The Livermore and Los Alamos labs were criticized by the Department of Energy's inspector general for other shortcomings on environment issues over the past two years.
In addition to environmental difficulties, Livermore and Los Alamos have been severely criticized for security difficulties.
"Examples of security problems at Los Alamos abound," said the report. "The security director resigned under intense pressure last January following management scandals and the sacking of two investigators turned whistle blowers.

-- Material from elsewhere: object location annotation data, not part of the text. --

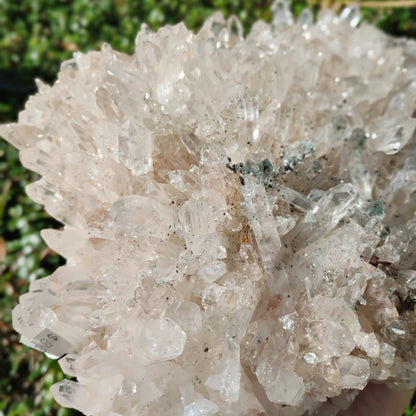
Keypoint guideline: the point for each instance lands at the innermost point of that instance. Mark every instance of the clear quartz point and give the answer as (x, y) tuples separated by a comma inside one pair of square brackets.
[(238, 218)]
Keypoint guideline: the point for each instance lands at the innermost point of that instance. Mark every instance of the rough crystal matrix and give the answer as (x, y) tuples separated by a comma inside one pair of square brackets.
[(239, 218)]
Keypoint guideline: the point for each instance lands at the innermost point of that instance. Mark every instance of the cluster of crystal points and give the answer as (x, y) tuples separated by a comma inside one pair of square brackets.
[(239, 219)]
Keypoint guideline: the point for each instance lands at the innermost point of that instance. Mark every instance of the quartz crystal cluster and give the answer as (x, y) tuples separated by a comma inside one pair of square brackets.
[(239, 218)]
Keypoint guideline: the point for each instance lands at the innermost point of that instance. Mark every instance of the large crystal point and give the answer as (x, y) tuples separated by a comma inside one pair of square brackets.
[(239, 218)]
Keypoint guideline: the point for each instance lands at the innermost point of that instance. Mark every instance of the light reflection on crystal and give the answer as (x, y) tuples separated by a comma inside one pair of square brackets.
[(239, 218)]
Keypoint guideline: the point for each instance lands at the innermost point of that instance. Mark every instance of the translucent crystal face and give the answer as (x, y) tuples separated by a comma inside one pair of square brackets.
[(239, 218)]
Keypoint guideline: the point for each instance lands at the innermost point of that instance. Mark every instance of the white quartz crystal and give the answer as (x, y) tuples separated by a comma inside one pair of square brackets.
[(239, 218)]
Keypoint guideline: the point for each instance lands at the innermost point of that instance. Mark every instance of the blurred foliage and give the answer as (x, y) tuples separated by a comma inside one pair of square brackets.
[(35, 37)]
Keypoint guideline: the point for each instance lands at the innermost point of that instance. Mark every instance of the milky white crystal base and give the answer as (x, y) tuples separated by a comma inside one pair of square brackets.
[(239, 218)]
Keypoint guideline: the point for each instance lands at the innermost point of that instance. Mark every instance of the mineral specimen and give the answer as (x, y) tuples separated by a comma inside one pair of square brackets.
[(239, 218)]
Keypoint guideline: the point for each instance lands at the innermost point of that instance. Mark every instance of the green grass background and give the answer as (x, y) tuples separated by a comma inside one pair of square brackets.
[(35, 36)]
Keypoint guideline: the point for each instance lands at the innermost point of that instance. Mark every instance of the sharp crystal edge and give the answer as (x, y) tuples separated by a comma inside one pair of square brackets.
[(239, 218)]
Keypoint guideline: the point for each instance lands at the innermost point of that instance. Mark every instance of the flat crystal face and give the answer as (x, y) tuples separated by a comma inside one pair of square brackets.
[(239, 218)]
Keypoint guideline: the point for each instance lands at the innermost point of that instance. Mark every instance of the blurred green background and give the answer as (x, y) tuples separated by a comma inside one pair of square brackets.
[(35, 36)]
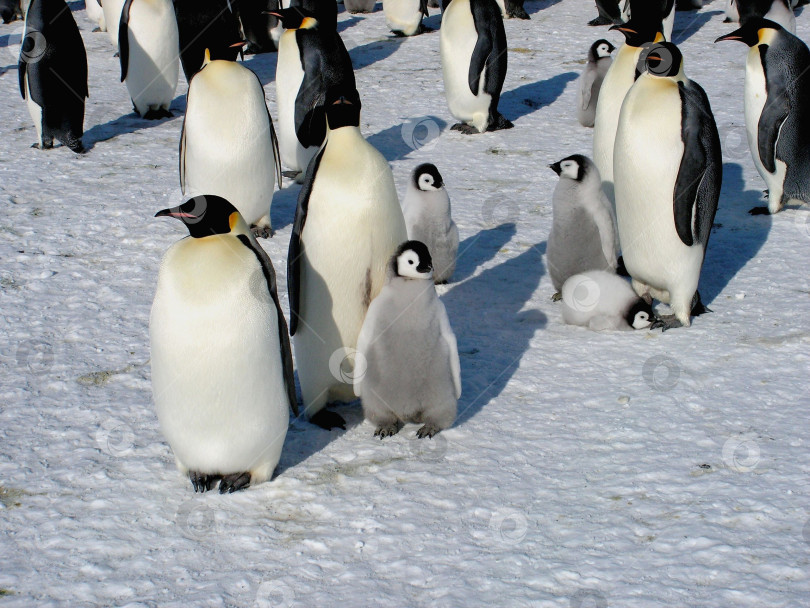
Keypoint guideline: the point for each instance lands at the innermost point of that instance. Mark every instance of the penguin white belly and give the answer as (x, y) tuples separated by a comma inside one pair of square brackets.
[(755, 97), (617, 82), (216, 367), (646, 169), (402, 15), (154, 63), (458, 38), (289, 76), (229, 153)]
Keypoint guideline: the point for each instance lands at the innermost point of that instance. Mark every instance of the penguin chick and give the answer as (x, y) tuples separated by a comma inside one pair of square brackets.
[(222, 371), (426, 208), (601, 300), (590, 81), (583, 235), (412, 371)]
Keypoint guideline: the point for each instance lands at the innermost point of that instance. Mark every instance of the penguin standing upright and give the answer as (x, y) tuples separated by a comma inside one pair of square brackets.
[(147, 46), (618, 80), (590, 81), (311, 59), (222, 371), (408, 351), (668, 170), (347, 225), (473, 50), (426, 208), (777, 110), (228, 145), (53, 73)]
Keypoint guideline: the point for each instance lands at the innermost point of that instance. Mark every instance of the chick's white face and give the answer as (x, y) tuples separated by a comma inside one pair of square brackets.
[(408, 266)]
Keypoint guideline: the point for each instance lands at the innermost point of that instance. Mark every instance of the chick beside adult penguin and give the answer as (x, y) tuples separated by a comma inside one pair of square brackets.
[(407, 349), (222, 371), (426, 208)]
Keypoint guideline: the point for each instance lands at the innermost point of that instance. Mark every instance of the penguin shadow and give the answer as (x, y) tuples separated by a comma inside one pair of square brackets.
[(526, 99), (492, 329), (479, 248), (688, 23), (393, 142), (737, 237), (129, 123)]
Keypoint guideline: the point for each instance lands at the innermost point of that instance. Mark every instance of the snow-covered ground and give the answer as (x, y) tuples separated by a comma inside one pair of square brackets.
[(617, 469)]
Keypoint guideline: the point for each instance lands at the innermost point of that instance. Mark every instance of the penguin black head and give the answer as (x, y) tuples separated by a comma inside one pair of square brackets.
[(749, 33), (662, 59), (599, 50), (573, 167), (427, 177), (412, 261), (342, 107), (640, 315), (205, 215)]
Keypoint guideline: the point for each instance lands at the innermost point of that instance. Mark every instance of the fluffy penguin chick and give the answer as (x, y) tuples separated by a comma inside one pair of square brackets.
[(426, 208), (222, 371), (583, 235), (601, 300), (412, 372)]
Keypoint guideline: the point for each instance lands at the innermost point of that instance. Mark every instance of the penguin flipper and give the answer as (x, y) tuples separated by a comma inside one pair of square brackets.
[(123, 39), (283, 334)]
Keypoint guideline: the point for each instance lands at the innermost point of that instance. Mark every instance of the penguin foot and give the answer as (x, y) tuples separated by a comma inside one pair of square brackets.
[(666, 322), (387, 430), (203, 482), (234, 482), (429, 430), (328, 420)]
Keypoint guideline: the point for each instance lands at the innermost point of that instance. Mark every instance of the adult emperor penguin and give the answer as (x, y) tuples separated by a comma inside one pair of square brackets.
[(230, 153), (602, 300), (222, 370), (668, 169), (147, 46), (590, 81), (583, 235), (777, 110), (311, 59), (426, 208), (347, 225), (53, 74), (408, 351), (473, 51), (404, 17), (620, 76)]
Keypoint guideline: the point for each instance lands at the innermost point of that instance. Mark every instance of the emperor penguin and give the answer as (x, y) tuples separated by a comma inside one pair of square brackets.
[(601, 300), (408, 351), (777, 110), (619, 78), (590, 81), (222, 370), (147, 47), (426, 208), (228, 145), (347, 225), (311, 59), (583, 235), (473, 51), (404, 17), (52, 74), (668, 169)]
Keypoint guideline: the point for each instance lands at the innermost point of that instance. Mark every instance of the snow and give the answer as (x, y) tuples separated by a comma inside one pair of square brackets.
[(585, 469)]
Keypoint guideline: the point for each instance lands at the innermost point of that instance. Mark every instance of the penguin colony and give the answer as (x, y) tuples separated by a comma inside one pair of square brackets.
[(365, 317)]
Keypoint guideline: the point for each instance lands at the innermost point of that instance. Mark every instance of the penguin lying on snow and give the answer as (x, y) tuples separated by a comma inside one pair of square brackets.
[(222, 372), (668, 171), (777, 110), (411, 370)]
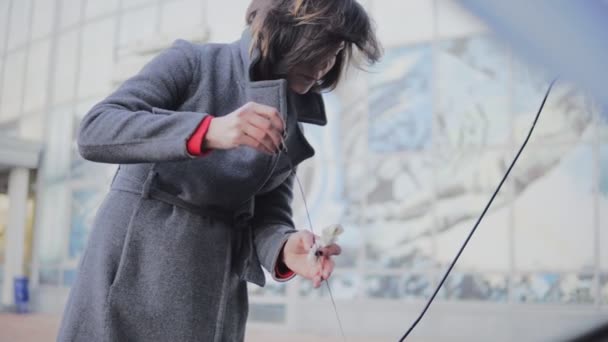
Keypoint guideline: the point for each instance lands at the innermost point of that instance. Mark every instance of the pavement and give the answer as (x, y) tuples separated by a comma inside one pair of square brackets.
[(41, 328)]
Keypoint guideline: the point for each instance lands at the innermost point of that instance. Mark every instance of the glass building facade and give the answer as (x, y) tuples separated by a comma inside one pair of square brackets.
[(413, 150)]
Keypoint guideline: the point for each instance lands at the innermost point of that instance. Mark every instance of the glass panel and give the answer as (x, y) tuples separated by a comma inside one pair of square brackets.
[(603, 205), (569, 111), (267, 313), (398, 214), (70, 12), (553, 288), (382, 286), (604, 288), (454, 21), (37, 75), (323, 185), (554, 205), (465, 182), (18, 23), (401, 107), (44, 14), (3, 223), (229, 16), (137, 25), (271, 289), (97, 58), (97, 8), (472, 286), (408, 286), (32, 126), (343, 286), (49, 276), (64, 76), (69, 276), (473, 87), (12, 88), (181, 16), (404, 21), (4, 15), (135, 3), (602, 120)]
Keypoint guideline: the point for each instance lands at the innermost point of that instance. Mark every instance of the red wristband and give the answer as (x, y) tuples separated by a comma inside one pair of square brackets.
[(195, 143)]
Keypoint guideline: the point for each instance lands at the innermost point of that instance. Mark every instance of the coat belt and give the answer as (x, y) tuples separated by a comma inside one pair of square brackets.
[(247, 262)]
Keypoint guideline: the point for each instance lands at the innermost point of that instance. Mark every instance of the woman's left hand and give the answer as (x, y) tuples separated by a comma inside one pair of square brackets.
[(295, 256)]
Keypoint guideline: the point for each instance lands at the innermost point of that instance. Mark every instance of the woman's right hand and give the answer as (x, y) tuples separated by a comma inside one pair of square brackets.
[(254, 124)]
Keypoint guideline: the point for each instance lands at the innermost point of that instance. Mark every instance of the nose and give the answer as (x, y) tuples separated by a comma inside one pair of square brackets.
[(324, 68)]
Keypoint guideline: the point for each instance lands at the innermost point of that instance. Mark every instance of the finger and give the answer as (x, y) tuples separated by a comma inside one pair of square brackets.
[(328, 268), (269, 112), (259, 136), (266, 126), (316, 282), (330, 250), (249, 141), (307, 239)]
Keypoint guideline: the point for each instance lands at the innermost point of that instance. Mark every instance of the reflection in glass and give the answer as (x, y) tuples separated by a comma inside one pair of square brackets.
[(553, 288), (401, 106), (473, 87), (471, 286), (269, 313)]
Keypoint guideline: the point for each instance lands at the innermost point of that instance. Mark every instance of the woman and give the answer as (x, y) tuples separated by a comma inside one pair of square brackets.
[(206, 137)]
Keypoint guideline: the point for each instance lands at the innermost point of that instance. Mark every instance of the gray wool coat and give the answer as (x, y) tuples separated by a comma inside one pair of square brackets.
[(177, 237)]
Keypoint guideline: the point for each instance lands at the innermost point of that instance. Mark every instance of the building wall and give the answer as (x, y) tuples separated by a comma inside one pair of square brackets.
[(412, 152)]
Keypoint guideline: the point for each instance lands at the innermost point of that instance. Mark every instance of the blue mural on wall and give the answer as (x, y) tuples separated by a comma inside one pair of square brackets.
[(401, 100), (604, 170), (472, 76)]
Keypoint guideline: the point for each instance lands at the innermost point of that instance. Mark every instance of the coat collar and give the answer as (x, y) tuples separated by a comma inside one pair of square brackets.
[(310, 106)]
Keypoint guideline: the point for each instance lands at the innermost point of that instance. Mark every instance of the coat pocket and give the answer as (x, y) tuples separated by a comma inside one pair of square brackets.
[(125, 245), (161, 111), (172, 269)]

Still unaccounted for are some 60 missing laptops which could contain classified information. Then there were this June's widely missing vials of plutonium."
Both Livermore and Los Alamos have been directly or indirectly involved in major spy scandals. Los Alamos was the site of the Wen Ho Lee investigation into missing nuclear weapons information.
Meanwhile in Washington, lawyers for Steven J. Hatfill, the man labeled a "person of interest" in the anthrax murder investigation, filed a suit against the government to change its often high-pressure approach to investigating him and wrest an apology for the more than two years he has been under scrutiny.
In Washington, Hatfill's lawyers held a brief news conference in front of the federal court. They said the suit seeks a restraining order from the judge and admission of wrong doing by justice officials, but sets no money damages. Hatfill claims he lost his job and cannot find another one because of news leaks about his alleged role in the sending of anthrax laden letters in the fall of 2001. He has repeatedly said he was innocent.